「若き日の奥田瑛ニさんと渡辺謙さんが狂気の医学生を演じる」海と毒薬 山川夏子さんの映画レビュー(感想・評価)
若き日の奥田瑛ニさんと渡辺謙さんが狂気の医学生を演じる
遠藤周作著の小説『海と毒薬』は中高生の頃、父から「お前にはまだ早い」と読むのを控えさせられていた作品でした。
以来、何十年も興味を持たないようにして来た作品で、今回、渡辺謙さんの若い頃の作品で映画があるというので、齢50を過ぎて初めて映画で「海と毒薬」のストーリーを知りました。
ショッキングな内容で、亡き父が高校生の私に読ませたくないと考えたのも納得しました。
戦争中に九州大学医学部の病院で実際に行われた米軍捕虜生体解剖事件の話で、人道的に問題のある、日ごろは理性や良心で抑えられている人間の蛮性を「戦争」が解放して、常軌を逸した行動を「正義」だと考えるようになる人間の思考の偏向の恐ろしさを、淡々と描いた描いた作品でした。
チスの人体実験のようなことをやっていたされる731部隊があったことが記録や証言によって明らかになっていますが、戦後日本でヒットした小説の内容がこれかあ…と軽くショックを受けました。昭和を生きた戦中派の皆さんにとっては、「戦時下の狂暴な思考」は他人事ではなく、身近な狂気として、冷静に受け止めていたのかなと思いました。

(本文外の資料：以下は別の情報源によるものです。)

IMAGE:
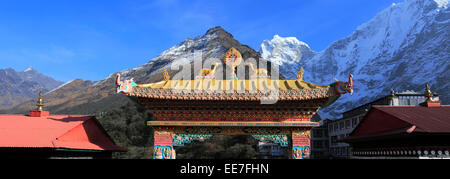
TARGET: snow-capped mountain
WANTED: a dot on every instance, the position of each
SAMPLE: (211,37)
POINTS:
(17,87)
(212,45)
(84,97)
(403,47)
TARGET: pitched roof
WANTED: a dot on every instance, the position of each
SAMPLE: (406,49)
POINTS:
(55,131)
(385,120)
(232,90)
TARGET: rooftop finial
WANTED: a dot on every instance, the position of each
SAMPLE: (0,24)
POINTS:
(40,103)
(428,93)
(166,75)
(300,74)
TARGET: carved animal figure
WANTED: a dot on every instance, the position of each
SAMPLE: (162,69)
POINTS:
(258,72)
(208,72)
(344,87)
(124,86)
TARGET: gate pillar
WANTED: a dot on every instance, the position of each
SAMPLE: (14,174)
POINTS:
(163,147)
(301,144)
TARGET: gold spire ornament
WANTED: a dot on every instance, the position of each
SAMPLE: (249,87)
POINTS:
(40,103)
(428,93)
(300,74)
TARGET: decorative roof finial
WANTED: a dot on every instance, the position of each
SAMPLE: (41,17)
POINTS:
(428,93)
(166,75)
(300,74)
(40,103)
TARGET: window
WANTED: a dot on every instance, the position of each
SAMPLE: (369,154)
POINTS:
(317,133)
(318,144)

映画としては、若い頃の渡辺謙さんと奥田瑛二さんが戦時中の医大生で出演されており、金妻に出る前の奥田さん、独眼竜政宗に出る前の渡辺謙さんの、20~30代のお二人の演技が見もので、タイムトラベルをしたような変な感覚があって、渡辺さんはサイコパスな軍部の考えに違和感なく染まっていく医学生を、奥田さんは米軍捕虜の生体解剖に否定的な考えを持ち、良心の呵責に苦しむ医学生をそれぞれ演じておられて、怖いやら苦しいやら。
オールモノクロで、撮影場所も当時はまだ戦前の建物や景色が日本に残っていたんでしょうね、本当に戦前の映画を、「君の名は」や「また逢う日まで」の時代の映画を観ているようで、よく知った俳優さんたちが亡霊のようにみえたり、悪夢を見ているような感じでした。戦争がない時代に生まれて、戦争をしないと宣言した国に生まれてよかったです。